Le rôle de la FUB à interroger
L’attention médiatique mais aussi les grands événements sont faits principalement dans et pour les grandes villes. Le souhait d’intégration des plus petites structures est toutefois présent. Des événements plus petits, plus spécifiques, pourraient ainsi être pensés. Des liens plus étroits entre l’association accueillant le congrès et les petites associations régionales pourraient être travaillés.
Ces dynamiques différentes interrogent le positionnement de la FUB : les grosses associations tiennent au principe de subsidiarité et souhaitent plus d’autonomie, là où les petites structures sont en attente d’accompagnement.

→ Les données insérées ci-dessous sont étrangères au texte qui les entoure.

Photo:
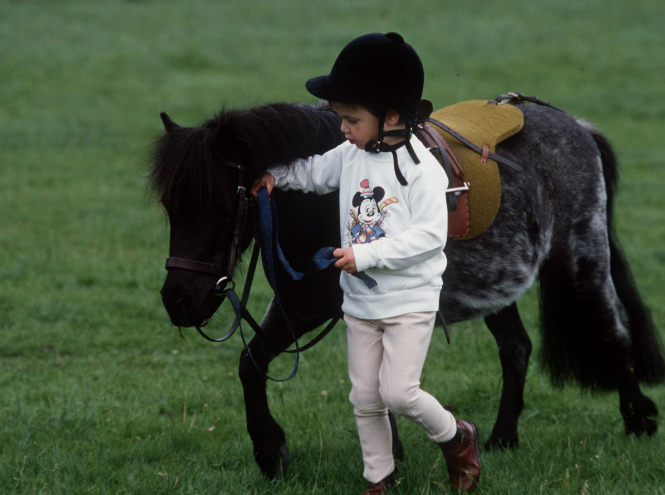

Le questionnaire Parlons Vélo des municipales en est un bon exemple : les grosses associations avaient déjà un questionnaire prêt parfois plusieurs mois avant le scrutin et toutes ne se sont pas conformées au modèle FUB. Les petites associations avaient, quant à elles, besoin d’être accompagnées pour utiliser l’outil mis à disposition par la FUB et ont assez largement apprécié un outil « clé-en-main », avec des questions servies sur un plateau.
La structuration régionale pourrait apporter une réponse à toutes ces interrogations. D’une part, le besoin de parler d’une seule voix s’est parfois fait ressentir pour peser sur les décisions départementales et régionales (schémas d’aménagement, intermodalité, accompagnement des petites collectivités…). D’autre part, les petites associations souhaitent profiter de la dynamique des grandes villes et bénéficier d’échanges avec les autres structures locales. Cette dynamique est à l’oeuvre dans de nombreuses régions, en premier lieu en Ile-de-France. Mais, alors qu’elle est remise sur le tapis depuis des années, elle peine à s’établir. Les élections territoriales de 2021 devraient redonner du sens à cette nécessaire coopération locale !
Associations rencontrées :
2 Pieds 2 Roues (Toulouse), La Roue qui Tourne (Castelnaudary), La Casa Bicicleta et Vélo en Têt (Perpignan), Velociutat (Béziers), La Roue Libre de Thau (Sète), Vélocité (Montpellier), référent local Municipales Parlons Vélo (Aigues-Mortes), Convibicy (Arles), ADAVA (Aix-en-Provence).